Antigravity: Just a VS Code Fork + Gemini Wrapper? Are We Slowly Getting Trapped in a Broken Dependency Loop?

Hey everyone,

With the massive “high traffic / 503” outage today (some of us stuck for 10+ hours, Ultra plan included), a lot of us are sitting here frustrated as hell — even those who paid good money.

But let’s be real for a second, because most of us here are devs and we all know the truth:

Antigravity is fundamentally a fork of VS Code. Google didn’t build a new editor from scratch. They took the VS Code codebase, wrapped Gemini (and their agent system) on top of it, and called it “agent-first IDE” to ship faster than ever. Smart move on the engineering side — I get it.

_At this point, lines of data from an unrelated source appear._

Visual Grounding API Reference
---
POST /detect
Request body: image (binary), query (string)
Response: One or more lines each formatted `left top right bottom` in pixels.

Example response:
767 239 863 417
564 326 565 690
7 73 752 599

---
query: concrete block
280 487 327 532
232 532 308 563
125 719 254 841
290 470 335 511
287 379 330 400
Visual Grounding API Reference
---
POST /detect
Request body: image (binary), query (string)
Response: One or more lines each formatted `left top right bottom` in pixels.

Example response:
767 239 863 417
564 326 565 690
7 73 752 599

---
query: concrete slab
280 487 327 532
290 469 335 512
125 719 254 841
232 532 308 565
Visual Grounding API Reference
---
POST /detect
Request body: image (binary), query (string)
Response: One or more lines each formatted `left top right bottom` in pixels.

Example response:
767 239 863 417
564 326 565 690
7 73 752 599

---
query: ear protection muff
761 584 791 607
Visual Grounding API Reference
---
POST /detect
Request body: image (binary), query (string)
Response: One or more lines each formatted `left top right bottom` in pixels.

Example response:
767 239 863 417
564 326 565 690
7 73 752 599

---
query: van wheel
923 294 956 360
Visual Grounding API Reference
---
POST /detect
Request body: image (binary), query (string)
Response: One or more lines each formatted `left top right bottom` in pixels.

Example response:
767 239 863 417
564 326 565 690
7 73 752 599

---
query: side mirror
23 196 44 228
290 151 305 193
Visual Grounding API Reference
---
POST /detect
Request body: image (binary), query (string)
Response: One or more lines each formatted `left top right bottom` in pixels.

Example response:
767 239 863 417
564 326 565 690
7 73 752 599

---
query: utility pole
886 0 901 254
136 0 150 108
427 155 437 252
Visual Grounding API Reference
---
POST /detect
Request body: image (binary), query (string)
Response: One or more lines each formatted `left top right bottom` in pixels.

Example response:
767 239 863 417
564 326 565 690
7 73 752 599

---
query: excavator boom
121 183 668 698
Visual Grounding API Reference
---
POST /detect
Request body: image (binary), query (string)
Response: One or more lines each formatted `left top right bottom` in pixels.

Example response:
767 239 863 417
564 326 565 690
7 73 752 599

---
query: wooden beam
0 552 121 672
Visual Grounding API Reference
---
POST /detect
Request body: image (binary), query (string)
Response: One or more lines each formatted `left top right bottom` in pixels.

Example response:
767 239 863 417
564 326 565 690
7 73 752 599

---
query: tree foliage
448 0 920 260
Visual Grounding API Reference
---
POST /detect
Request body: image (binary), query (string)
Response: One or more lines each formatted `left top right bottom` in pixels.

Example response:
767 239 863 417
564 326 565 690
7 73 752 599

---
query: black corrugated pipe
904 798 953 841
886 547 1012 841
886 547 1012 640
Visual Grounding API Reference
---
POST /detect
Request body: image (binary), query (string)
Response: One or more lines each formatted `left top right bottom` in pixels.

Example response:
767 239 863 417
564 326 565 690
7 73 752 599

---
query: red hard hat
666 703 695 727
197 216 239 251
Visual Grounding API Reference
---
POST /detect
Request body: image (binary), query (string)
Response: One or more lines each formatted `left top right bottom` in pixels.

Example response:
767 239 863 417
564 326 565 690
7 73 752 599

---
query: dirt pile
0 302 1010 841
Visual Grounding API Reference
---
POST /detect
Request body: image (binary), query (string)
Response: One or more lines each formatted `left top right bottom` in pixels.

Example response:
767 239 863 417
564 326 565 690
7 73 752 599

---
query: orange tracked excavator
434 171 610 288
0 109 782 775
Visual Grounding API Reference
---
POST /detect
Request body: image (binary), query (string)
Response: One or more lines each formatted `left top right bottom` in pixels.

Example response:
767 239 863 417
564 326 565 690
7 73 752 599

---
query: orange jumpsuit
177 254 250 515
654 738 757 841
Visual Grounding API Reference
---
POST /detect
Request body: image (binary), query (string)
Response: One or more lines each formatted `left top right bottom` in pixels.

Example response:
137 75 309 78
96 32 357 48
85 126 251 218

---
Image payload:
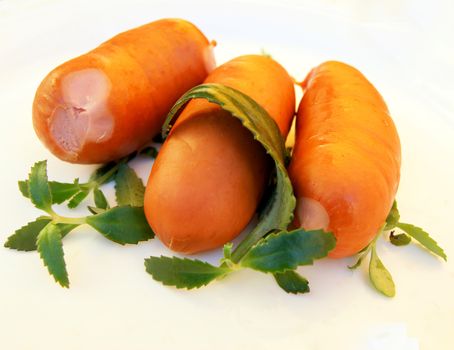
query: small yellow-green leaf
273 270 310 294
369 244 396 297
28 160 52 213
36 223 69 288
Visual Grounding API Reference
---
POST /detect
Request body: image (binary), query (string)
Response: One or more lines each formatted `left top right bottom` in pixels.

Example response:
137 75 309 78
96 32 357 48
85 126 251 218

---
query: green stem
49 209 86 225
231 230 276 264
52 215 86 225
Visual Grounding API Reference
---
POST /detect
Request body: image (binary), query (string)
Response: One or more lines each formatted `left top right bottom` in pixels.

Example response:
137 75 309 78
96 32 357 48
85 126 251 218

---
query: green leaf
88 162 118 185
140 146 158 158
384 201 400 231
68 189 90 209
36 223 69 288
5 216 79 252
389 231 411 246
397 222 447 261
28 160 52 213
240 228 336 272
17 180 30 198
162 84 296 262
19 179 81 204
115 164 145 207
369 244 396 297
49 179 80 204
5 217 52 252
145 256 230 289
93 187 110 209
86 206 154 244
273 270 310 294
87 205 107 215
347 243 370 270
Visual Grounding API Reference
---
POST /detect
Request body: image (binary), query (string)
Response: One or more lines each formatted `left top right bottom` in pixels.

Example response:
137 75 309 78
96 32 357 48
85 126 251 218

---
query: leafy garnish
4 156 153 287
347 242 374 270
240 228 336 272
19 179 81 204
28 160 52 213
68 189 90 209
5 217 52 252
389 231 411 246
86 206 154 244
384 201 400 231
145 256 230 289
36 223 69 288
93 187 110 209
397 222 447 261
115 164 145 207
5 216 79 252
369 243 396 297
273 270 310 294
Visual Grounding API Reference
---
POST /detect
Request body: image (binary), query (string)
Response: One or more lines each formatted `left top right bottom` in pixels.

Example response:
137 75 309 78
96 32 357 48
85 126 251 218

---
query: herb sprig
349 201 447 297
5 147 156 287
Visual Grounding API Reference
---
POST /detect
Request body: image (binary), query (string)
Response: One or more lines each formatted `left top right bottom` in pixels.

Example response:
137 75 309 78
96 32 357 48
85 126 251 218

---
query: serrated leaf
49 179 80 204
273 270 310 294
115 164 145 207
17 180 30 198
68 190 90 209
86 206 154 244
397 222 447 261
145 256 230 289
389 231 411 246
5 216 79 252
162 84 296 262
36 223 69 288
93 187 110 209
384 201 400 231
240 228 336 273
19 179 81 204
347 242 375 270
369 244 396 297
28 160 52 213
87 205 107 215
5 218 52 252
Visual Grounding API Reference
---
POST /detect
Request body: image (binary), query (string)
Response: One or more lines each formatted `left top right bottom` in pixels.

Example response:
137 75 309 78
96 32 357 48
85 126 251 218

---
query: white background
0 0 454 350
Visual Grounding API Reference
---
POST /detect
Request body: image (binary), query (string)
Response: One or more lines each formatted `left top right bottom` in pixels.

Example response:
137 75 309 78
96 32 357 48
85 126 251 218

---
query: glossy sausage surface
289 61 401 258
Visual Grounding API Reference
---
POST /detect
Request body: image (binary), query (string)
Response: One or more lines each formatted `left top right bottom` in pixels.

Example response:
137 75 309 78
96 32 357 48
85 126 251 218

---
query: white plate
0 0 454 350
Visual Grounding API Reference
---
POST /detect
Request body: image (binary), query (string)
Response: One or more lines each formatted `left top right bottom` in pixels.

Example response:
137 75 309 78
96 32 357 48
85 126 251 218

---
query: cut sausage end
49 68 114 157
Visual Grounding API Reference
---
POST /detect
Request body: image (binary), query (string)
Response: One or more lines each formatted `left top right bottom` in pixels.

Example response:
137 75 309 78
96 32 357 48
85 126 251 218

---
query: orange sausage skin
145 55 295 254
289 61 401 258
33 19 215 163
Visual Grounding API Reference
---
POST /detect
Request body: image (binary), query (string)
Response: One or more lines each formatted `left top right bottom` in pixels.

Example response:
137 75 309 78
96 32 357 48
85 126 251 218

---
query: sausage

The problem is: it’s working too well.

We’re getting hooked. The workflow feels so powerful that even when it’s down for an entire day, even when it’s buggy as hell (high traffic, quota issues, random agent failures, etc.), a lot of us still come back. It’s starting to feel like a broken while(true) loop — we keep retrying, keep paying (or hoping the free tier works), keep depending on something that’s not even stable yet.

So my honest question to the community:

  • Are we willingly walking into a clever lock-in play by Google?

  • Is “ship faster than ever” just code for “make devs dependent on our closed Gemini ecosystem so we control the whole stack”?

  • At what point does the convenience stop being worth the frustration and the risk of single-point-of-failure?

I’m not here to hate — I actually love what Antigravity could be. But right now, whether you’re on free or Ultra, the experience feels… humiliating sometimes.

What do you guys think?
Are you feeling the same dependency creeping in?
Or am I just being dramatic because I’ve been staring at the “try again in a minute” screen for 12 hours straight? :joy:

Let’s discuss honestly — no corporate filter.